Sunday, April 7, 2013

Mary in the Canticles of Solomon (Songs of Songs)

A Protestants questioned when did Catholics start saying Mary was the woman in the Songs of Solomon, specifically chapter 6.  Though, I have no idea about chapter 6, what I can say is that around 446 Songs 2:2 was applied to Mary.

"A virgin, innocent, spotless, free of all defect, untouched, unsullied, holy in soul and body, like a lily sprouting among thorns. [Songs of Songs 2:2]"—Theodotus of Ancrya,Homily VI:11(ante A.D. 446),in THEO,339
 This is taken from
Like a lily among thorns is my darling among the young women.--Song of Songs 2:2 (aka Songs of Solomon aka Canticles)
 Another reference is by St John Damascene (generally considered the "last" early Church Father):
"Then, having spoken these words, she would have raised her hands, I imagine, and would have blessed those there; and she would have heard, "Come, my blessed Mother, 'into the place of my rest' [Ps 132:8 (LXX); cf Ps 95:11 [LXX]]. 'Arise, come, my dear one; beautiful among all women; 'for behold, winter has passed, and the time of pruning has come' [Songs of Songs 2:10-12]. 'My dear one is beautiful, and there is no blemish in you' [Songs of Songs 4:7]. 'The odor of your ointments surpasses all fragrance' [Songs of Songs 1:3 cf. 4:10]. And having heard these words, the holy woman would have committed her soul to the hands of her Son."--St John of Damascus, Homily II on the Dorimition, paragraph 9 (pg 290)
He is quoting:

My beloved spoke, and said unto me: 'Rise up, my love, my fair one, and come away.  For, lo, the winter is past, the rain is over and gone--Song of Songs 2:10-11
Thou art all fair, my love; and there is no spot in thee.--Song of Songs 4:7
How fair is thy love, my sister, my bride! how much better is thy love than wine! and the smell of thine ointments than all manner of spices!--Song of Songs 4:10
 The 7th Century Patriarch of Jerusalem Modestus of Jerusalem applied Songs to Mary too:
"She who remained a Virgin, the "sealed fountain" [Songs of Songs 4:12] of divine gifts, has been led out to meet him through her, the garden of the orthodox Church is watered, and is tended by the second Adam, born of her, who drank from the virginal fountain of her breasts as from a flowing spring, and who gave life to Adam, God's first creation, as he lay in death."--Modestus of Jerusalem, Patriarch of Jerusalem (c. 630-634), "An Encomium on the Dormition of Out Most Holy Lady, Mary, Mother of God and Ever-Virgin" paragraph 6

 Another reference is Songs of Songs 4:12
A garden shut up is my sister, my bride; a spring shut up, a fountain sealed.
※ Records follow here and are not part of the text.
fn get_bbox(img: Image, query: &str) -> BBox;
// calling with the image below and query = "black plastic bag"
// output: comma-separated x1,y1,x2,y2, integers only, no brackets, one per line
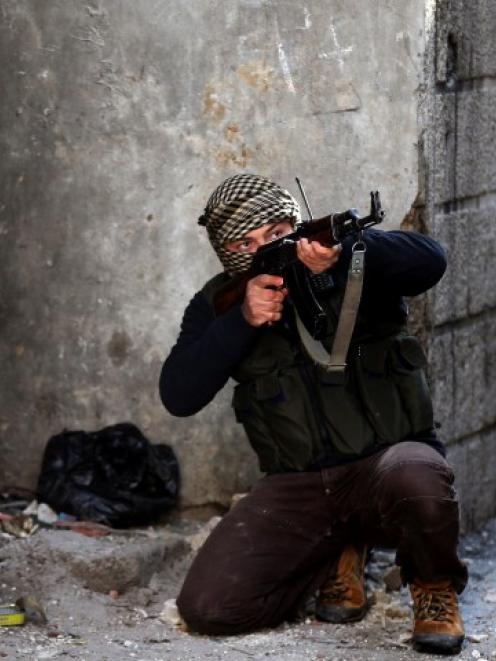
37,423,179,528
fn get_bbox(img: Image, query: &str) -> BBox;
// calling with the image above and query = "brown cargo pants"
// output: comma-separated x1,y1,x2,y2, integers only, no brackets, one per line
177,441,468,635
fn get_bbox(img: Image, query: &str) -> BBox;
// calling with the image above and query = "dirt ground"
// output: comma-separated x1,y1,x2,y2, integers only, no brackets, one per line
0,514,495,661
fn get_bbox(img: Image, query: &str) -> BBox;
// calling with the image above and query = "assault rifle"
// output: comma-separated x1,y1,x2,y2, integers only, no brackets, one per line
213,191,385,341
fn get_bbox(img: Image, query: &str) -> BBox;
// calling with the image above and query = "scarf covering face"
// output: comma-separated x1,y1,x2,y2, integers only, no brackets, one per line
198,173,301,276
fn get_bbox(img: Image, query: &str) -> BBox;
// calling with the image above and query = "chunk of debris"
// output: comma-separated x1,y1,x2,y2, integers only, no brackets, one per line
159,599,185,628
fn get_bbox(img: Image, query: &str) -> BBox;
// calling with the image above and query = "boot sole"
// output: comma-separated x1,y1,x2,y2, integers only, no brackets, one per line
412,633,464,655
315,602,369,624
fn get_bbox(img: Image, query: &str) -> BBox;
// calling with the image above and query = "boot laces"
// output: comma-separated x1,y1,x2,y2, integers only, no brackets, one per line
412,584,456,622
321,575,350,602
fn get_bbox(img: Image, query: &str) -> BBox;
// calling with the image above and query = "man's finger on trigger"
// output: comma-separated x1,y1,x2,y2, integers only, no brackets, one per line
310,242,332,256
256,274,284,288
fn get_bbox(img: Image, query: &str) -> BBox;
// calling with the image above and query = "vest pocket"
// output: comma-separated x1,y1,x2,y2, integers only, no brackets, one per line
356,335,433,443
390,336,434,434
232,382,281,473
316,373,377,455
232,368,321,473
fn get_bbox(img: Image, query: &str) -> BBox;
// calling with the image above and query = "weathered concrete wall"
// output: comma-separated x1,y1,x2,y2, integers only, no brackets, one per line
1,0,433,510
421,0,496,530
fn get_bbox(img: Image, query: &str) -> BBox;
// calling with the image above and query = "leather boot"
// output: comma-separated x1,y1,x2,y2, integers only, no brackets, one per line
315,543,368,623
410,579,465,654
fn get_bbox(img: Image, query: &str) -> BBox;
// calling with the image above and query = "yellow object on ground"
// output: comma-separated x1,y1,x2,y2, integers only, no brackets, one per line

I have also read that St Ephraim the Syrian refers to her as such in his Carmina Nisibena.

Another point that should be mentioned is that the idea that they mocked the idea Songs could be about Mary, since one of the insist it was about Solomon's wife.  Well whether it was about Solomon's wife is irrelevant, since it perhaps was originally. Though it should be mentioned Solomon did not have a wife, but rather countless wives. The idea that its just about Solomon and his wife is absurd, what benefit is it really to anyone if its just chapter of Solomon and his wife? The most common interpretation among the Fathers was that it was about Jesus and the Church, the other interpretations were the Holy Spirit and Mary. The Rabbis interpreted it as Israel and God.